The Linear Regime of Tachyonic Preheating

TL;DR

This paper provides an analytic, model-independent analysis of the linear regime of tachyonic preheating, showing its efficiency, gravitational wave production, and compatibility with observational constraints.

Contribution

It introduces a Floquet theoretic approach to describe mode growth in tachyonic preheating, applicable to various models including larger scalar multiplets.

Findings

Tachyonic preheating is efficient with sub-Planckian field excursions.

It can generate gravitational waves detectable by current and future interferometers.

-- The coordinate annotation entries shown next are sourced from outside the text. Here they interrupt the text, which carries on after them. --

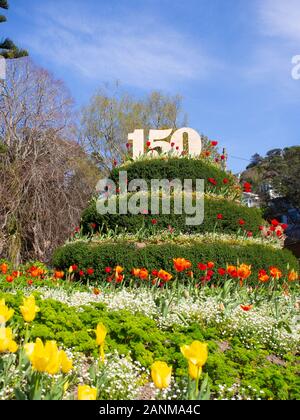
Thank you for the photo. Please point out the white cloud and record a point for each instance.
(136, 51)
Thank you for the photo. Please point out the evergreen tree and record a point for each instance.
(7, 48)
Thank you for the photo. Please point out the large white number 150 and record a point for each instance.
(156, 137)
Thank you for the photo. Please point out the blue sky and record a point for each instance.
(229, 59)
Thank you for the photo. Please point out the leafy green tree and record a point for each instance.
(280, 169)
(7, 48)
(112, 114)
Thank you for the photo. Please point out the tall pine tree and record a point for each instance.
(7, 48)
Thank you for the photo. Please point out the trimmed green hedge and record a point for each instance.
(231, 212)
(157, 256)
(174, 168)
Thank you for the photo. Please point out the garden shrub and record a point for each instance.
(157, 256)
(173, 168)
(232, 212)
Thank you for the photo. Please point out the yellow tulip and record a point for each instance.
(29, 309)
(86, 393)
(47, 358)
(5, 312)
(196, 353)
(66, 363)
(194, 371)
(161, 374)
(52, 354)
(7, 344)
(101, 332)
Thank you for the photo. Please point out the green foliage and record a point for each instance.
(232, 212)
(175, 168)
(7, 48)
(139, 336)
(280, 168)
(156, 256)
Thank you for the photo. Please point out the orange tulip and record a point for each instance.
(264, 278)
(246, 308)
(164, 275)
(181, 264)
(293, 275)
(275, 273)
(4, 268)
(142, 273)
(232, 270)
(119, 269)
(244, 271)
(59, 275)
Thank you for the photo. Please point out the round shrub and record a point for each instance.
(176, 168)
(160, 256)
(232, 212)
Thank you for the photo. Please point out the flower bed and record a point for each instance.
(135, 330)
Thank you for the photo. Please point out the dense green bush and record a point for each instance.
(140, 336)
(156, 256)
(232, 213)
(174, 168)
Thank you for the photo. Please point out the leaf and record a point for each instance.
(20, 395)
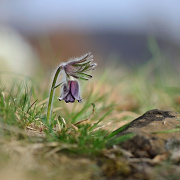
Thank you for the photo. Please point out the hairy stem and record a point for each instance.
(51, 95)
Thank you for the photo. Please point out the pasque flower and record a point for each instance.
(70, 90)
(75, 69)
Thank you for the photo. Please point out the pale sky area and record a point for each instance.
(142, 16)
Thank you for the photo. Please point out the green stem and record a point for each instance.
(51, 95)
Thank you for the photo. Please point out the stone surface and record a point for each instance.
(150, 137)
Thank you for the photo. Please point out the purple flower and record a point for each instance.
(77, 68)
(70, 92)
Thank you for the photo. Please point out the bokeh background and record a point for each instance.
(44, 33)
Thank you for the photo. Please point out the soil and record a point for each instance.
(152, 153)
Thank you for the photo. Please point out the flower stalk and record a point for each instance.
(51, 95)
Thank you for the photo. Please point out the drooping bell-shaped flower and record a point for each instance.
(75, 69)
(70, 92)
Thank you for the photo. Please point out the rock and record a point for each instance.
(153, 130)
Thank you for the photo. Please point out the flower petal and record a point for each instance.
(69, 98)
(64, 91)
(75, 90)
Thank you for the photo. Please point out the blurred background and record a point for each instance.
(45, 33)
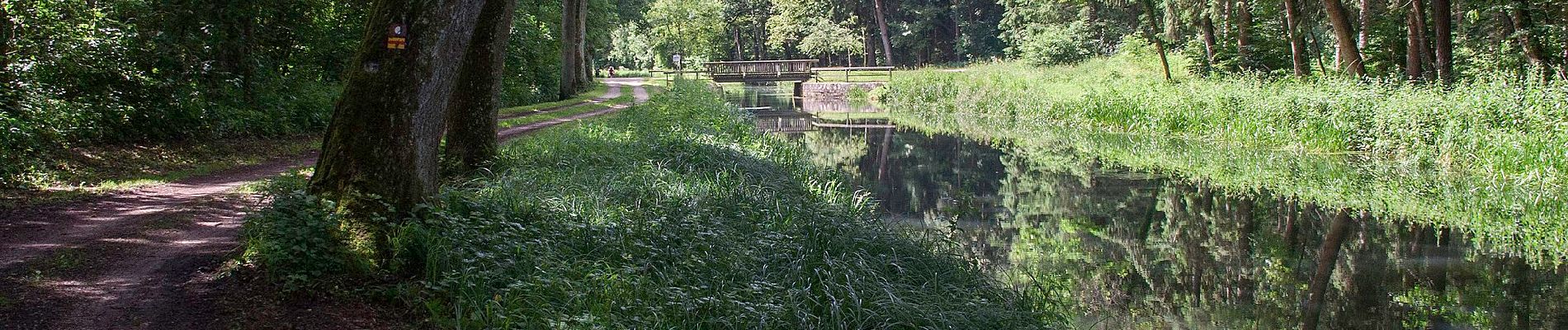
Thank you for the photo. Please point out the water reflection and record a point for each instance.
(1125, 249)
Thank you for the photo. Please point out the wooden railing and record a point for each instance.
(761, 71)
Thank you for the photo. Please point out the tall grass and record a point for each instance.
(1487, 157)
(678, 214)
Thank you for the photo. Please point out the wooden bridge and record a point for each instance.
(761, 71)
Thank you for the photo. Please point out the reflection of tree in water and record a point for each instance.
(1129, 251)
(1136, 251)
(838, 149)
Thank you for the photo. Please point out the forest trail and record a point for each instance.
(146, 258)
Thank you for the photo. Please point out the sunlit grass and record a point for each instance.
(1487, 157)
(678, 214)
(597, 91)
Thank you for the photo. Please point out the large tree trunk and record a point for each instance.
(1415, 41)
(1524, 31)
(386, 127)
(1207, 24)
(1159, 45)
(881, 24)
(1244, 36)
(583, 59)
(1348, 55)
(470, 118)
(1443, 26)
(1364, 22)
(1327, 255)
(569, 47)
(1292, 21)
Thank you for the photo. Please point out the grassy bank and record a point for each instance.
(1496, 127)
(676, 214)
(1487, 157)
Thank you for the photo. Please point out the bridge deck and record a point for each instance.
(761, 71)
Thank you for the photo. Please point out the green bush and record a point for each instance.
(678, 214)
(300, 238)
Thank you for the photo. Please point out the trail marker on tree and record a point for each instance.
(397, 36)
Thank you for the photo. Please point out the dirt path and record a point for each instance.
(611, 94)
(144, 258)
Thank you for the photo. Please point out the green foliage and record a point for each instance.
(300, 239)
(1052, 45)
(631, 47)
(678, 214)
(82, 73)
(690, 27)
(1487, 155)
(533, 55)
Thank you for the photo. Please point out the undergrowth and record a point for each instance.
(672, 214)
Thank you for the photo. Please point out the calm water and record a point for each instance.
(1125, 249)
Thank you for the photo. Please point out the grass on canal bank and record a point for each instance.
(1487, 157)
(678, 214)
(1498, 127)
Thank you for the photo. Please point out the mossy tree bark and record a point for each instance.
(1292, 21)
(1524, 33)
(881, 24)
(1443, 31)
(386, 129)
(1346, 38)
(470, 116)
(569, 47)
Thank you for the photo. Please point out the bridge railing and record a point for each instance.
(759, 68)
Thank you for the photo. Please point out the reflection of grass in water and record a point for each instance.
(1485, 157)
(1504, 218)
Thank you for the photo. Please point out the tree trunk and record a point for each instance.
(1348, 55)
(881, 24)
(1415, 41)
(1207, 24)
(1524, 31)
(569, 41)
(470, 118)
(583, 59)
(1364, 22)
(1443, 26)
(1327, 255)
(1244, 45)
(1159, 45)
(386, 127)
(1292, 21)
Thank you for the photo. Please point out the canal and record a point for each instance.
(1113, 248)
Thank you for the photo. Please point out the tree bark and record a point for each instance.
(1159, 45)
(1207, 24)
(386, 129)
(1364, 22)
(1348, 55)
(881, 24)
(1524, 31)
(583, 59)
(1415, 41)
(1443, 27)
(470, 118)
(1292, 21)
(1244, 40)
(1327, 255)
(569, 59)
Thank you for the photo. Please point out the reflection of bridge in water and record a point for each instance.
(778, 111)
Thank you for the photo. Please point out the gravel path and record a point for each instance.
(144, 258)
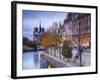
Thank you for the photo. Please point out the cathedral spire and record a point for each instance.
(40, 27)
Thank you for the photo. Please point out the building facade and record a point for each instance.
(78, 28)
(37, 32)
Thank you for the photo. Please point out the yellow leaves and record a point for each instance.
(49, 40)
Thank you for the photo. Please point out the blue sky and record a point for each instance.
(31, 19)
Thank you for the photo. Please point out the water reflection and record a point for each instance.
(32, 60)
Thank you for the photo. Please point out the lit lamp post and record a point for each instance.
(79, 45)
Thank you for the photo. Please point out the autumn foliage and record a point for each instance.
(49, 40)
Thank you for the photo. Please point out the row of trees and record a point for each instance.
(53, 39)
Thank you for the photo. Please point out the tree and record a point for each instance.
(49, 40)
(66, 50)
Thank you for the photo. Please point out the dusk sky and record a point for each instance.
(31, 19)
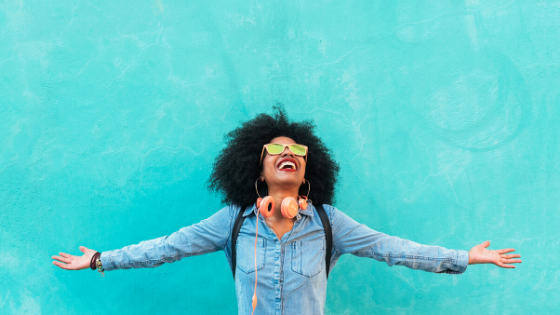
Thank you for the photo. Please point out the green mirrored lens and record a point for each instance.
(275, 148)
(297, 149)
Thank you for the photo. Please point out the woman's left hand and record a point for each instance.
(480, 255)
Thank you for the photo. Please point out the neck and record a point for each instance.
(279, 196)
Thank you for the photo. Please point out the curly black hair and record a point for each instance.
(237, 167)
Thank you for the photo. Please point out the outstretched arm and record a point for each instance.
(479, 254)
(352, 237)
(204, 237)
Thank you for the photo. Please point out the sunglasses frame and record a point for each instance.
(265, 147)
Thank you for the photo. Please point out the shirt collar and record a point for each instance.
(309, 211)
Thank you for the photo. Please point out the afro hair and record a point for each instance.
(237, 167)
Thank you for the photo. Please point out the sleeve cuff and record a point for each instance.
(107, 261)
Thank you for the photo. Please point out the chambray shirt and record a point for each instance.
(291, 271)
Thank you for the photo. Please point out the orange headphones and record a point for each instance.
(290, 208)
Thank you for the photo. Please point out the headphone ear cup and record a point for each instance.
(290, 207)
(266, 207)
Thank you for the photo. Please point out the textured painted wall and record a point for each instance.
(443, 115)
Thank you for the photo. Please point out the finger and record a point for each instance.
(507, 250)
(63, 266)
(511, 256)
(64, 260)
(66, 255)
(510, 261)
(504, 266)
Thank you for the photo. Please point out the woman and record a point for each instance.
(286, 258)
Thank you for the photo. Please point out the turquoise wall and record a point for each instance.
(444, 116)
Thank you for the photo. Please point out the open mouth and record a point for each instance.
(288, 166)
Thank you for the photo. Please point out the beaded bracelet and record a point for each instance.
(95, 263)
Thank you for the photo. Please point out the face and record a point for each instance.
(286, 177)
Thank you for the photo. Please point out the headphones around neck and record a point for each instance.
(290, 207)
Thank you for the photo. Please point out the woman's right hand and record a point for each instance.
(71, 262)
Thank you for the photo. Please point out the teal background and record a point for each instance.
(444, 117)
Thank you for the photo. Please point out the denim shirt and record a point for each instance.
(291, 271)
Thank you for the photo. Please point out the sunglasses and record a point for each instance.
(277, 148)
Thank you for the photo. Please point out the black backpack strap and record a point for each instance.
(326, 226)
(236, 228)
(328, 234)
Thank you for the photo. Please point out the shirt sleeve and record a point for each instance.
(207, 236)
(351, 237)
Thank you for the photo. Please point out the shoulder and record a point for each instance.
(329, 209)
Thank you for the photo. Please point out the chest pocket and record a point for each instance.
(246, 254)
(308, 257)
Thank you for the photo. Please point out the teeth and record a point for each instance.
(287, 163)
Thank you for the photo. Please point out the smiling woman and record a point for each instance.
(302, 235)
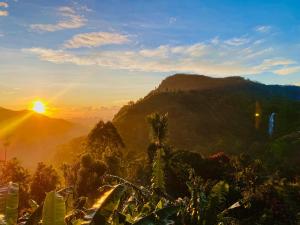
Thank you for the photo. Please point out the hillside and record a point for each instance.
(208, 115)
(32, 137)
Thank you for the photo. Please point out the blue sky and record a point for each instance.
(89, 57)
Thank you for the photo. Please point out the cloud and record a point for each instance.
(70, 20)
(213, 57)
(172, 20)
(4, 13)
(263, 29)
(288, 70)
(95, 39)
(4, 4)
(237, 41)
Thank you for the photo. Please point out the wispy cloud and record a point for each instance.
(263, 29)
(288, 70)
(95, 39)
(69, 20)
(203, 58)
(4, 13)
(4, 4)
(237, 41)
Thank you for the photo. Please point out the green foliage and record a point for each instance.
(206, 201)
(158, 171)
(105, 144)
(13, 171)
(159, 217)
(159, 125)
(88, 176)
(103, 136)
(44, 179)
(9, 202)
(54, 209)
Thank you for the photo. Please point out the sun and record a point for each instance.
(39, 107)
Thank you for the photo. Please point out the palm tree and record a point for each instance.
(159, 124)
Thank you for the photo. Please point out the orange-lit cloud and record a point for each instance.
(70, 20)
(95, 39)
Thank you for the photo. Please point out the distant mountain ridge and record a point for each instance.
(33, 137)
(208, 115)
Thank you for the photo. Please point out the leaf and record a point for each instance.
(158, 217)
(106, 205)
(54, 209)
(9, 202)
(35, 217)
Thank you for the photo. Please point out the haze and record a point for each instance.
(88, 58)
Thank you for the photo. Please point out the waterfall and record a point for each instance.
(271, 124)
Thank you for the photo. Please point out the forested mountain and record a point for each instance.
(209, 115)
(32, 137)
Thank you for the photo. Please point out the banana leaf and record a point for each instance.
(54, 209)
(105, 206)
(159, 217)
(9, 202)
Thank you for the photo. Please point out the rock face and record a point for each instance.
(209, 115)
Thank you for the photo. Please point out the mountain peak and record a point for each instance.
(187, 82)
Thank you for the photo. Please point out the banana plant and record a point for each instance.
(54, 209)
(159, 217)
(103, 211)
(9, 202)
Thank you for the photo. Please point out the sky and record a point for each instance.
(86, 58)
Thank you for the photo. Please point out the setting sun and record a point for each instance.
(39, 107)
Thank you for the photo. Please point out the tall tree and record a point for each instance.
(13, 171)
(104, 136)
(105, 144)
(44, 179)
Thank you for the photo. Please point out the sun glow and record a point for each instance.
(39, 107)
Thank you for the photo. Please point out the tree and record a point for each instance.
(105, 144)
(44, 179)
(159, 127)
(89, 176)
(12, 171)
(102, 137)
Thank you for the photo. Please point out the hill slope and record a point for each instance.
(211, 114)
(32, 137)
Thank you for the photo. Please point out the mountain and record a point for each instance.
(209, 115)
(32, 137)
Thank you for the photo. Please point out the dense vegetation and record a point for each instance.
(253, 180)
(208, 115)
(166, 187)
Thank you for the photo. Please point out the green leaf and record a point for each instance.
(9, 202)
(35, 217)
(158, 217)
(106, 205)
(54, 209)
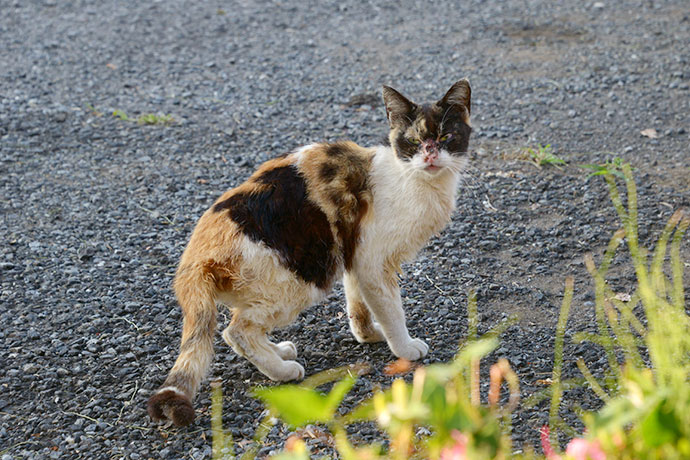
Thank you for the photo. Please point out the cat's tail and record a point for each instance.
(196, 293)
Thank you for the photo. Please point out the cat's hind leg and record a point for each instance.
(362, 325)
(250, 341)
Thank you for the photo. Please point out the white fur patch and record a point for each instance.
(269, 293)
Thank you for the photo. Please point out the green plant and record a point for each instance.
(611, 167)
(542, 155)
(646, 339)
(442, 397)
(146, 119)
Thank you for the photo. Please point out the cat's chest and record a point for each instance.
(406, 214)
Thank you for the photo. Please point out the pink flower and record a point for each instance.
(577, 449)
(457, 451)
(582, 449)
(546, 444)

The process is compatible with observational bounds on tensor-to-scalar ratio.

Abstract

Tachyonic preheating is realized when the inflaton repeatedly returns to a convex region of the potential during the post-inflationary oscillating phase. This will induce a strong tachyonic instability and lead to a rapid fragmentation of the coherent field that can complete within a fraction of an $e$-fold. In this paper, we study the linear regime of this process in a model-independent way. To this purpose, we construct simplified models that provide an analytic Floquet theoretic description of mode growth. This approach captures the essential features of well-motivated tachyonic preheating scenarios, including scenarios in which the inflaton is part of a larger scalar multiplet. We show that tachyonic preheating is efficient if the field excursions are sub-Planckian, can produce gravitational waves in the frequency range of current and future gravitational wave interferometers, and can be consistent with any experimentally allowed tensor-to-scalar ratio.